また、近年の井上作品に欠かせなくなった、数人のミュージシャンを交えての「音楽劇」としての形態は、実は01年の『夢の裂け目』から始まったもの。日本人として避けては通れない硬質な問題を提起しながらも、笑いと音楽をふんだんに盛り込み、宇野誠一郎・井上ひさしによる数々の名曲を生んだこのシリーズ作品に、今回は初演メンバーに加え、辻萬長、木場勝己、土居裕子ら、実力派俳優たちも新たに参加し、さらに面白く、楽しく、時に哀しく、怒りと共に、「東京裁判」を描きます。どうぞご期待ください。

ものがたり

昭和20年8月28日、熱海屏風ヶ浦の断崖から一人の男が投身自殺した。名は三宅徳次、陸軍大佐、大本営参謀。「戦争責任は、作戦立案した我等にあり」との遺書を大連にいる娘・友子宛に認めたのだが、彼の遺体はいつまでもあがらなかった。
昭和22年7月下旬。東北のある町、佐藤織物の別邸。
当主・八代目作兵衛は戦後の混乱期の今、農地改革、未曾有のインフレ、組合運動の先鋭化など多くの問題を抱えているほか、国語教師の長女・絹子は行かず後家。次女・繭子は、東京で三流画家に貢ぐばかりか、額縁ヌードショーに出演する始末。屏風美術館の開設だけが生きがいの作兵衛。その仕事を今は、上野の古美術商の兄のもとで働いている徳次が手伝っている。投身自殺を図ったものの、崖に生えた松の木に引っかかって助かっていたのだった。そこへ大連から命からがら引き揚げてきた友子が訪ねて来て、親子は久しぶりの再会を果たす。

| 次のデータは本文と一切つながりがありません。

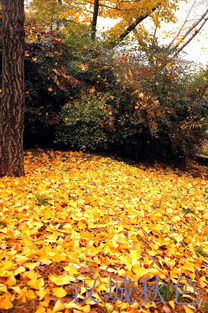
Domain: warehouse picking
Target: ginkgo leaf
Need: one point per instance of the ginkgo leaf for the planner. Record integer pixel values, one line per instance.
(59, 292)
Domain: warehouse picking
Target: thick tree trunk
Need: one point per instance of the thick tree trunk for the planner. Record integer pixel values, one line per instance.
(12, 104)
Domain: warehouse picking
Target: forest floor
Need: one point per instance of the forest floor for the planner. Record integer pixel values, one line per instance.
(86, 233)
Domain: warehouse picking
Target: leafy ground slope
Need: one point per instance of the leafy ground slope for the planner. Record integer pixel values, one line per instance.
(77, 216)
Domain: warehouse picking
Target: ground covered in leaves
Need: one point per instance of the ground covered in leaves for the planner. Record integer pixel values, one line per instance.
(84, 233)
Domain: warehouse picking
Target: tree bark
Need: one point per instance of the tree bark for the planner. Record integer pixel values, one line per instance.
(94, 19)
(12, 104)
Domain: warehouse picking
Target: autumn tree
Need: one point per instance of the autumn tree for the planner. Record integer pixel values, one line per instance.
(129, 14)
(12, 102)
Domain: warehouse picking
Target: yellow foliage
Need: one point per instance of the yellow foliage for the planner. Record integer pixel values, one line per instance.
(102, 218)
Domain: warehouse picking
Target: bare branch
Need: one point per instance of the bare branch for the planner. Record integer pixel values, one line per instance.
(184, 23)
(192, 37)
(203, 16)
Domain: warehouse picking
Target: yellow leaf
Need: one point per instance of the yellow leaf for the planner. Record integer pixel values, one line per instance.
(205, 215)
(36, 284)
(187, 309)
(5, 302)
(60, 280)
(59, 292)
(59, 306)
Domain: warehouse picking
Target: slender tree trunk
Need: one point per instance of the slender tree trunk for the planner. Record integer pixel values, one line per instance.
(12, 104)
(94, 19)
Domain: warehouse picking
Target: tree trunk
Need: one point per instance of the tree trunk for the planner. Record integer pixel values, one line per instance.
(94, 19)
(12, 104)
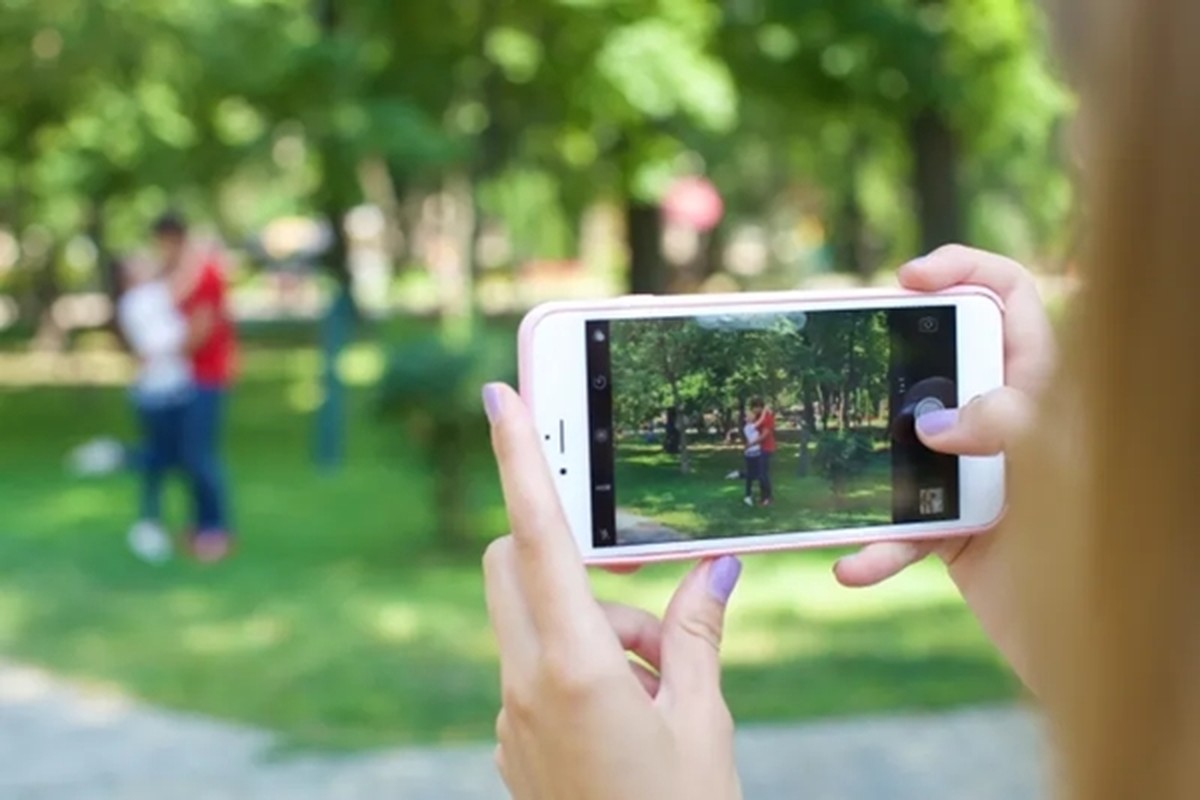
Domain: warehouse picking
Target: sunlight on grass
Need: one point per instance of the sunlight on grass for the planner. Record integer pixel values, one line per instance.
(13, 613)
(397, 623)
(243, 636)
(342, 623)
(361, 365)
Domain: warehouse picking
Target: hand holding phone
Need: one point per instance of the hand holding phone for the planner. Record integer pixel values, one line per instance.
(693, 426)
(979, 565)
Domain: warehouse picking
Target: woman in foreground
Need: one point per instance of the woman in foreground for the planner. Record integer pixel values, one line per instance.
(1090, 588)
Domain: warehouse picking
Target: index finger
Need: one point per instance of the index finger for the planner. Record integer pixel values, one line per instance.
(549, 566)
(1029, 337)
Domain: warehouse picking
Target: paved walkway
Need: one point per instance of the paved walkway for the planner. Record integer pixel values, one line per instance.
(58, 743)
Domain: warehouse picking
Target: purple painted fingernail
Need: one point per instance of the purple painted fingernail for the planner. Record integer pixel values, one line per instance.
(936, 422)
(723, 577)
(492, 402)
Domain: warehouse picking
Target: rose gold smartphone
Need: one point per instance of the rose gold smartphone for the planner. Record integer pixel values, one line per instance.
(693, 426)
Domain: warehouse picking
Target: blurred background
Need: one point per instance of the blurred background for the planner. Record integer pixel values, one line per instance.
(394, 184)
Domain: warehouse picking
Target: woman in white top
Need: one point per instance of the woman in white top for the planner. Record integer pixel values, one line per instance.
(156, 332)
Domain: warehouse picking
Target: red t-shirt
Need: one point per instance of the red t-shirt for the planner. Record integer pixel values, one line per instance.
(213, 362)
(766, 426)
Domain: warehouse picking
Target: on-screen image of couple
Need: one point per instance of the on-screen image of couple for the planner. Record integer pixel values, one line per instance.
(759, 435)
(173, 317)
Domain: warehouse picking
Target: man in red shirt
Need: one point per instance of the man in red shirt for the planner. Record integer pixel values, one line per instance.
(197, 278)
(765, 421)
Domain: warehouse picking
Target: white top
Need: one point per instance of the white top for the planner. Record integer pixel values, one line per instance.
(156, 331)
(751, 434)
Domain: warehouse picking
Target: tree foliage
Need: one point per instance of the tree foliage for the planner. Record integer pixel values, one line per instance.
(831, 367)
(244, 110)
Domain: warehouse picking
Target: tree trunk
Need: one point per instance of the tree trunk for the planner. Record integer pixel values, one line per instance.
(684, 456)
(935, 180)
(643, 232)
(847, 389)
(804, 462)
(671, 435)
(851, 240)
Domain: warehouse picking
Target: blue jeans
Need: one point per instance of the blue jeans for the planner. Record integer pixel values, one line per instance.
(202, 458)
(162, 439)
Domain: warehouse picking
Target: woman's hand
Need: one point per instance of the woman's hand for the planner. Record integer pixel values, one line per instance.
(580, 720)
(979, 565)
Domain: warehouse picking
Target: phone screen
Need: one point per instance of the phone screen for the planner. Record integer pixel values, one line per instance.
(759, 423)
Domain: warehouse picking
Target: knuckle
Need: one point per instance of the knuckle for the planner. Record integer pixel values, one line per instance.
(517, 709)
(703, 626)
(953, 251)
(569, 678)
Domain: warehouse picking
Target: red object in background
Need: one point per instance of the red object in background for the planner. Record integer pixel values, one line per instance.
(213, 362)
(694, 202)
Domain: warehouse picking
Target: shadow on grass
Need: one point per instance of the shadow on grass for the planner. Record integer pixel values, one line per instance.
(340, 625)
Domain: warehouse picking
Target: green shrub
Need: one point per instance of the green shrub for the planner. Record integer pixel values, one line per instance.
(431, 390)
(843, 456)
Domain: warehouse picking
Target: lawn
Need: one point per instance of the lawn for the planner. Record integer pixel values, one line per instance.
(340, 623)
(706, 503)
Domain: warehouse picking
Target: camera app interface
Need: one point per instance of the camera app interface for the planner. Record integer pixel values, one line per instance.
(742, 425)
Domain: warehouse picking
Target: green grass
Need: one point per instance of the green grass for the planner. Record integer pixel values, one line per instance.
(340, 625)
(705, 503)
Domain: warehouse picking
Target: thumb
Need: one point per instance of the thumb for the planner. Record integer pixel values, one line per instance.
(691, 632)
(984, 427)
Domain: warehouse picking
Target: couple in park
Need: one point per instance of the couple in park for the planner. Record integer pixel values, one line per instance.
(760, 445)
(173, 316)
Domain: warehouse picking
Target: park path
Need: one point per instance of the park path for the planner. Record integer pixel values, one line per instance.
(59, 743)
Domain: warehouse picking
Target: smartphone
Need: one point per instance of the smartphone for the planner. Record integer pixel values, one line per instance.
(691, 426)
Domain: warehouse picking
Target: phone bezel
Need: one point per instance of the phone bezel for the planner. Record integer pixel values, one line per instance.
(553, 382)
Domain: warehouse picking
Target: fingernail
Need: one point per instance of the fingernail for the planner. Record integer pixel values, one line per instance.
(492, 402)
(935, 422)
(723, 577)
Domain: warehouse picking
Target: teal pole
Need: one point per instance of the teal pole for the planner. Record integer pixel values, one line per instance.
(335, 334)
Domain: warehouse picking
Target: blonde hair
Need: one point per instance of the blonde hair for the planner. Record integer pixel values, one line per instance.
(1110, 521)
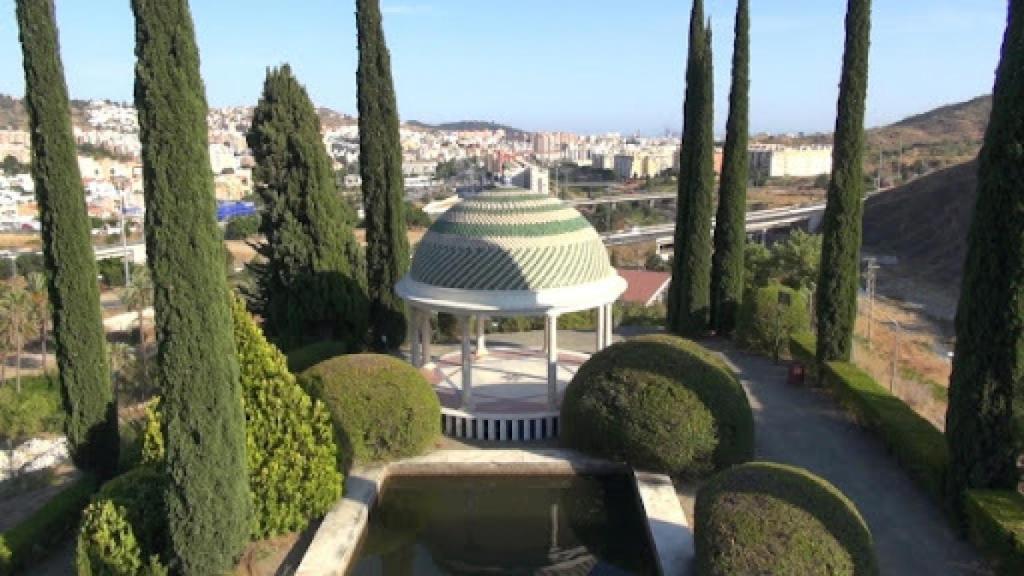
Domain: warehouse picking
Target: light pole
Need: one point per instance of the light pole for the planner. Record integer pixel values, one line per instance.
(871, 277)
(124, 235)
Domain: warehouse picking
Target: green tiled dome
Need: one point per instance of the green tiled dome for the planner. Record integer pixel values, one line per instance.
(511, 239)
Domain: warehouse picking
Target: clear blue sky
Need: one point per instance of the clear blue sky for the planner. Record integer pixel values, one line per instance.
(547, 65)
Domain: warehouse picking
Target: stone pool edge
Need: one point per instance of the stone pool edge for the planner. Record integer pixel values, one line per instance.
(338, 537)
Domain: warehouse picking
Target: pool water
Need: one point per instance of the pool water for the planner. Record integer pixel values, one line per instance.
(498, 526)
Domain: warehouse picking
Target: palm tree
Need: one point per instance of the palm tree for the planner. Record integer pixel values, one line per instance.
(138, 295)
(37, 289)
(16, 306)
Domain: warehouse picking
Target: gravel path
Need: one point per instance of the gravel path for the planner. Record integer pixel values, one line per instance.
(804, 427)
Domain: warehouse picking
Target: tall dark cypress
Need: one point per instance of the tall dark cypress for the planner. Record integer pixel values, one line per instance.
(730, 231)
(311, 284)
(985, 418)
(383, 190)
(837, 298)
(204, 424)
(81, 345)
(689, 295)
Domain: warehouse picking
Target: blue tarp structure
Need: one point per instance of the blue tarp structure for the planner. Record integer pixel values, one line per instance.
(227, 210)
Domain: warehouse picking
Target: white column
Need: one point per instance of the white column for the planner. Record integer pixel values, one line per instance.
(467, 364)
(609, 325)
(552, 345)
(414, 336)
(481, 330)
(425, 335)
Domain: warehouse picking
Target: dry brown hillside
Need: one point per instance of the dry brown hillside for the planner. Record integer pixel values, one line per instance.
(925, 224)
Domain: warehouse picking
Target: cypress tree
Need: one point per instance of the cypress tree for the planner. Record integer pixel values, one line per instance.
(310, 287)
(689, 296)
(837, 297)
(730, 227)
(383, 190)
(204, 426)
(81, 344)
(985, 418)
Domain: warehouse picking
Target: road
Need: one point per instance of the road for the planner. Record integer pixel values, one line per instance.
(804, 427)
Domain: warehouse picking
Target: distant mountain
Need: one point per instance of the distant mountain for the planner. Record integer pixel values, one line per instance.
(925, 224)
(467, 125)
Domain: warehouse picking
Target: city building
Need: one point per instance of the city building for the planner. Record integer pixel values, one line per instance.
(776, 161)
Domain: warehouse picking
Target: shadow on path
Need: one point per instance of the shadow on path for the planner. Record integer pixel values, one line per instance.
(805, 427)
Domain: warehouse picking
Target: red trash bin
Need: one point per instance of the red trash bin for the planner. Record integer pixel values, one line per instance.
(797, 373)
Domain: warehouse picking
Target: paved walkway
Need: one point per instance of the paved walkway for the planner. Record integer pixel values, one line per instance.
(804, 427)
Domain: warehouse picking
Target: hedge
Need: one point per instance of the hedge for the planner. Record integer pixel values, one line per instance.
(300, 360)
(658, 403)
(764, 518)
(35, 536)
(995, 525)
(918, 445)
(382, 408)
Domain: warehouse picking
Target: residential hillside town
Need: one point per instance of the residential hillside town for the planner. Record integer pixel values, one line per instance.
(110, 148)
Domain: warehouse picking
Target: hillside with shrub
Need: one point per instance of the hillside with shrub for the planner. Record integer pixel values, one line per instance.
(925, 224)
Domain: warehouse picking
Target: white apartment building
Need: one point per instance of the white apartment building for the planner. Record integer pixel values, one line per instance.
(775, 161)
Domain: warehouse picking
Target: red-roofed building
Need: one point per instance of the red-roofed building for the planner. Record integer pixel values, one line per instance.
(645, 287)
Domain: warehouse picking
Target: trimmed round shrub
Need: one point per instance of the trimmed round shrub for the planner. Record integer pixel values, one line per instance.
(382, 408)
(662, 404)
(772, 519)
(124, 530)
(290, 449)
(301, 359)
(765, 325)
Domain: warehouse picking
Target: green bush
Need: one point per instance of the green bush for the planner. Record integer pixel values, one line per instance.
(124, 530)
(995, 525)
(34, 411)
(290, 448)
(300, 360)
(36, 536)
(765, 325)
(658, 403)
(919, 446)
(382, 408)
(242, 228)
(771, 519)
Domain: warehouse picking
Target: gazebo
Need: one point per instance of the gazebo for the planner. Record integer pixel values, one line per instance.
(507, 252)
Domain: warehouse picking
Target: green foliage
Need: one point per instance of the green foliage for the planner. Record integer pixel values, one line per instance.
(765, 324)
(382, 408)
(658, 403)
(153, 449)
(36, 536)
(985, 418)
(300, 360)
(802, 348)
(918, 445)
(207, 495)
(772, 519)
(293, 474)
(730, 228)
(310, 284)
(81, 352)
(839, 279)
(242, 228)
(34, 411)
(383, 189)
(995, 525)
(124, 530)
(689, 294)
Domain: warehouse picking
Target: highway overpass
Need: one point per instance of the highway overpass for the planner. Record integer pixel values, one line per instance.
(760, 221)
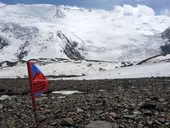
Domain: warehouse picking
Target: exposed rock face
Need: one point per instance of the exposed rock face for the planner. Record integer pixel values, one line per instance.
(19, 32)
(70, 49)
(166, 34)
(124, 103)
(3, 42)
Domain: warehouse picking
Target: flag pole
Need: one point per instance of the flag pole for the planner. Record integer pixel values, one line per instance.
(32, 94)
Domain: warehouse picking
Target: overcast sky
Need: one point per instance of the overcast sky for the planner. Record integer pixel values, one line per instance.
(157, 5)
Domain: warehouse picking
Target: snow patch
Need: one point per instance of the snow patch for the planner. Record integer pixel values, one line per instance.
(66, 92)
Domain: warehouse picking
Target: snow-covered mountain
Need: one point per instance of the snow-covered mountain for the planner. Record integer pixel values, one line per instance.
(80, 36)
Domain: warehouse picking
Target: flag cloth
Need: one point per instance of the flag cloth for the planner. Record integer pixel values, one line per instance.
(38, 81)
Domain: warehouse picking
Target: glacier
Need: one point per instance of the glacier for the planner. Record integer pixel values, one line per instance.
(66, 40)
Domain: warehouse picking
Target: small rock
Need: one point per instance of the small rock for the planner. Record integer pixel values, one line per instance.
(136, 112)
(1, 106)
(99, 124)
(109, 119)
(5, 97)
(67, 122)
(42, 118)
(149, 122)
(168, 116)
(79, 110)
(129, 116)
(161, 120)
(149, 105)
(113, 114)
(148, 113)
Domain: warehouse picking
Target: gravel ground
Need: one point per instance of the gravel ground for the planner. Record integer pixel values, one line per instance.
(124, 103)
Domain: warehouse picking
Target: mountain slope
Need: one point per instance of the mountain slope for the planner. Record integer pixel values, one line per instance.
(85, 40)
(126, 33)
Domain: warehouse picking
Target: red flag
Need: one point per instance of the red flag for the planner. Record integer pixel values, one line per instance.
(38, 82)
(38, 85)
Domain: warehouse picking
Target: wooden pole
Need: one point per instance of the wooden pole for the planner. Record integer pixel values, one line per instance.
(32, 94)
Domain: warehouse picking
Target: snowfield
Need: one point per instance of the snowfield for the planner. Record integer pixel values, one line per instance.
(94, 43)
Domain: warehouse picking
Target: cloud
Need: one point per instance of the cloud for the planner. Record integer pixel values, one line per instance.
(166, 12)
(139, 10)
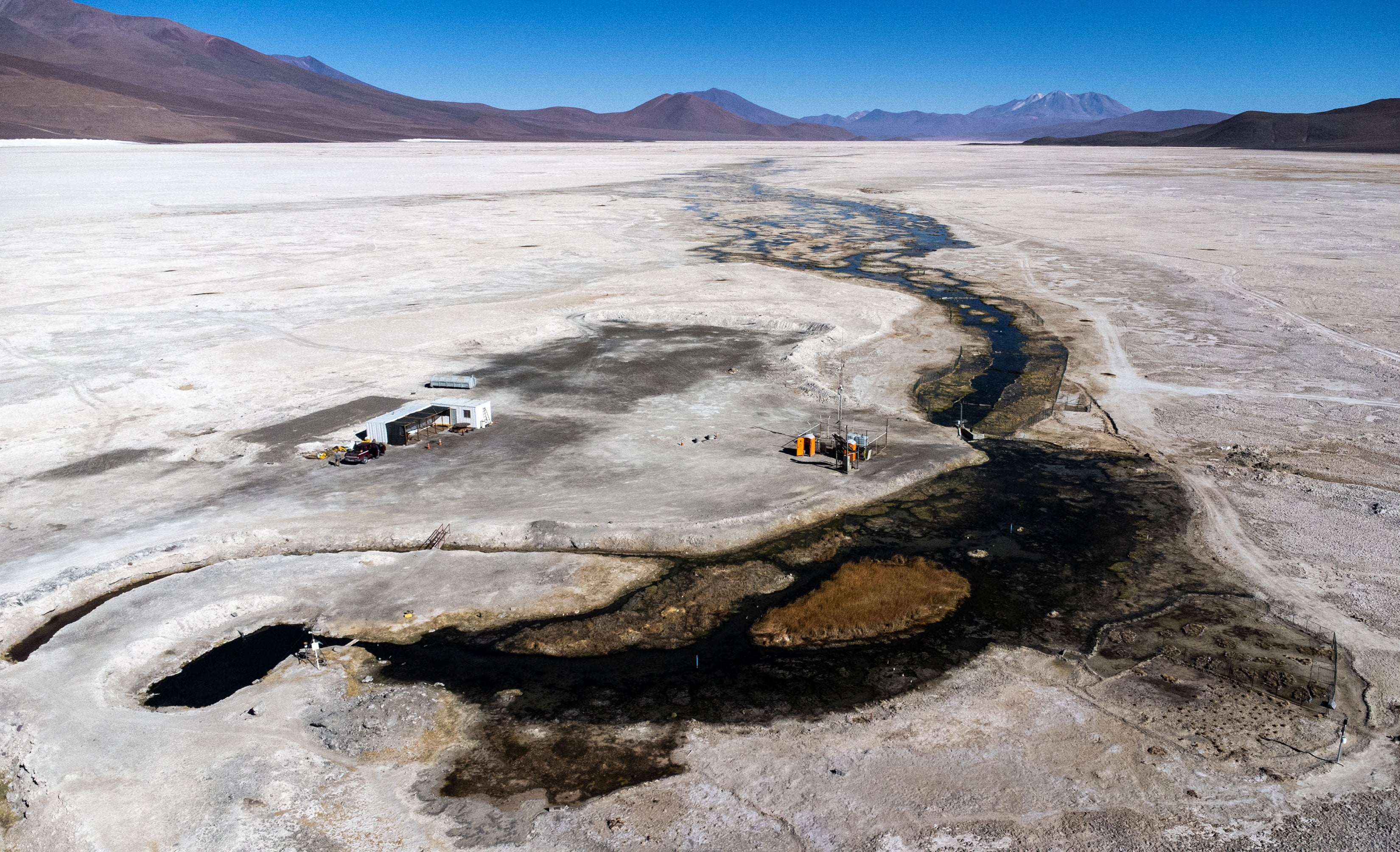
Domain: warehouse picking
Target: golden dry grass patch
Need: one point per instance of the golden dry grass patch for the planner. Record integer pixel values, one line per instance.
(864, 601)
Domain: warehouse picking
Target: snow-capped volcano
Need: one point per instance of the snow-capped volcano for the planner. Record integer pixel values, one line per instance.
(1059, 107)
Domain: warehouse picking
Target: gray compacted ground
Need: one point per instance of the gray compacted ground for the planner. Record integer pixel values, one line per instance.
(174, 347)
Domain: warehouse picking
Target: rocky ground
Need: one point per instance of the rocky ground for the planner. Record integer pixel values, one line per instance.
(173, 342)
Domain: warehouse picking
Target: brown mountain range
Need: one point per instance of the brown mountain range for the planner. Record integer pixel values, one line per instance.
(1367, 129)
(72, 70)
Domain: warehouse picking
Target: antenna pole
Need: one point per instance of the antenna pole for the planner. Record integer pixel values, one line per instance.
(840, 389)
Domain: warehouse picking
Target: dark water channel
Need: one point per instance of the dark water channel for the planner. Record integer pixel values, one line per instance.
(1053, 542)
(1052, 522)
(868, 243)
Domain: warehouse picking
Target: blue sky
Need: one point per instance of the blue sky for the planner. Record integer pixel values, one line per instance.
(811, 58)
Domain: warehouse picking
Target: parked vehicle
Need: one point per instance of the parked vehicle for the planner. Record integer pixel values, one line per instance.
(364, 451)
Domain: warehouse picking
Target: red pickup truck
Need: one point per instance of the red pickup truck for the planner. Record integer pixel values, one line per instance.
(364, 451)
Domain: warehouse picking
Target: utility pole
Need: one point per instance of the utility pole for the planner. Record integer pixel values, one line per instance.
(840, 388)
(1332, 701)
(1342, 740)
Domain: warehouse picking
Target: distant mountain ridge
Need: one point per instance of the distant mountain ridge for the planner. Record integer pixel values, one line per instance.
(1038, 109)
(72, 70)
(316, 66)
(1144, 120)
(1364, 129)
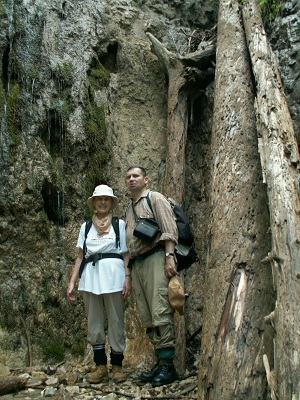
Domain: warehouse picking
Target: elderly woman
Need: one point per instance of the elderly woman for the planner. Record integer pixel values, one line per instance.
(105, 283)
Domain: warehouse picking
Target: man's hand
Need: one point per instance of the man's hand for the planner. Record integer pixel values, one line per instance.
(170, 267)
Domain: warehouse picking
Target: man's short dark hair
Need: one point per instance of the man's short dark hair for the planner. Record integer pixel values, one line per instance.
(143, 171)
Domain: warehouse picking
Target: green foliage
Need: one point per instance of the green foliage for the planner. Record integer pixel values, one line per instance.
(269, 9)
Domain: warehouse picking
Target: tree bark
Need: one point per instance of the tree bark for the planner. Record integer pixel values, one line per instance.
(177, 122)
(175, 160)
(280, 162)
(237, 286)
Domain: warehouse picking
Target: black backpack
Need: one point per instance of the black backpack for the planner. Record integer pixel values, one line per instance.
(185, 249)
(115, 224)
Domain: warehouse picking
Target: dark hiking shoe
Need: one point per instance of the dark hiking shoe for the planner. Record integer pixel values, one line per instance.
(150, 375)
(167, 374)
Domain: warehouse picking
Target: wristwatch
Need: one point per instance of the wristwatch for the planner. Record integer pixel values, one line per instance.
(169, 254)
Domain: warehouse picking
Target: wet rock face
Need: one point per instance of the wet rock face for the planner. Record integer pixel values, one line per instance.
(81, 98)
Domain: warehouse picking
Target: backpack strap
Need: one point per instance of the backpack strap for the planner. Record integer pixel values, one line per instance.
(115, 224)
(88, 225)
(149, 202)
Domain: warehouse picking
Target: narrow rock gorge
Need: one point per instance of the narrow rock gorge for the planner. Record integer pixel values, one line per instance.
(84, 95)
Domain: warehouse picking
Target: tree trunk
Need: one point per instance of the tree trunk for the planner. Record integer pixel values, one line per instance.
(175, 161)
(237, 286)
(280, 162)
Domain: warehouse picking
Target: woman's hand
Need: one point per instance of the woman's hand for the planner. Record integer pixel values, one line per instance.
(70, 290)
(127, 287)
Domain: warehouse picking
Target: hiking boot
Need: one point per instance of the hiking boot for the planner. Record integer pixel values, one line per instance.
(119, 375)
(99, 374)
(167, 374)
(150, 375)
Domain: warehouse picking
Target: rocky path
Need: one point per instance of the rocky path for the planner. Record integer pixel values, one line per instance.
(66, 382)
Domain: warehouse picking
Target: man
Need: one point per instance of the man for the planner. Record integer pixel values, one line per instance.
(153, 264)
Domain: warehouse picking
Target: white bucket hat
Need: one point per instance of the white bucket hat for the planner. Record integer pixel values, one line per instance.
(103, 190)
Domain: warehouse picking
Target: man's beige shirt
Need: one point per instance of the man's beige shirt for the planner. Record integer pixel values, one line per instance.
(163, 215)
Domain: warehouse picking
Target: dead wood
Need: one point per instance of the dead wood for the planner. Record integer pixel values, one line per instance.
(11, 384)
(231, 350)
(280, 162)
(201, 59)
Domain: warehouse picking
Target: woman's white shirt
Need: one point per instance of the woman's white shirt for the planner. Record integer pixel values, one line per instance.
(107, 275)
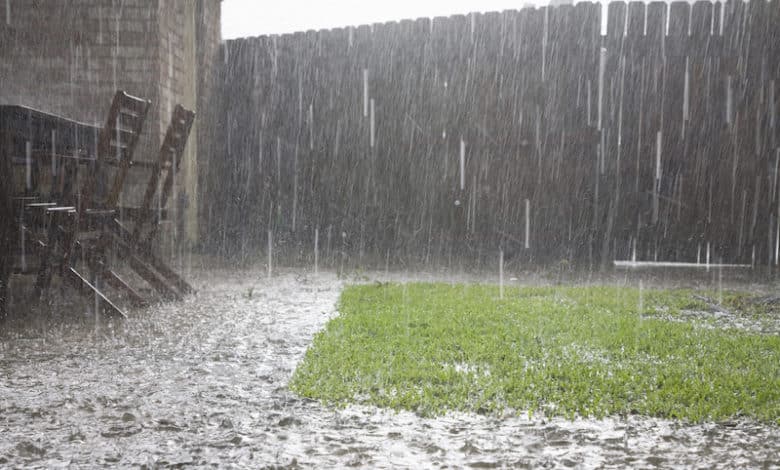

そんな佐藤家に、地方新聞の主筆をしている尾形明が絹子の見合い相手としてやって来る。さらに繭子の貢ぐ三流画家の愛人でヌードモデルの河野高子が東京から闖入するわ、工場主任の熱血漢・五十嵐武夫が組合を結成すると告げに来るわで、大混乱。そこへ佐藤家の小作人の次男坊ながら、地元の警察署長に成り上がった菊池次郎が、大ニュースをもってやって来た。東京の市ヶ谷法廷で東京裁判が行われている一方で、21年2月から始まっている天皇の行幸がこの8月には東北地方を巡幸されることが決定、中旬にはこの町をお訪ねになり、状況によっては佐藤家にお泊りになるという。ついこの前まで現人神にして、大元帥閣下だった天皇。戦後人間宣言をし、今年5月3日に施行された日本国憲法では象徴とかいうものになられた天皇。いったいそんな天皇をどうお迎えして、どうすればよいのか・・・。
御前会議で一、二度その姿を目にしたことがある、という徳次を巻き込んで、佐藤家の大広間で天皇をお迎えするための予行演習が始まる・・・。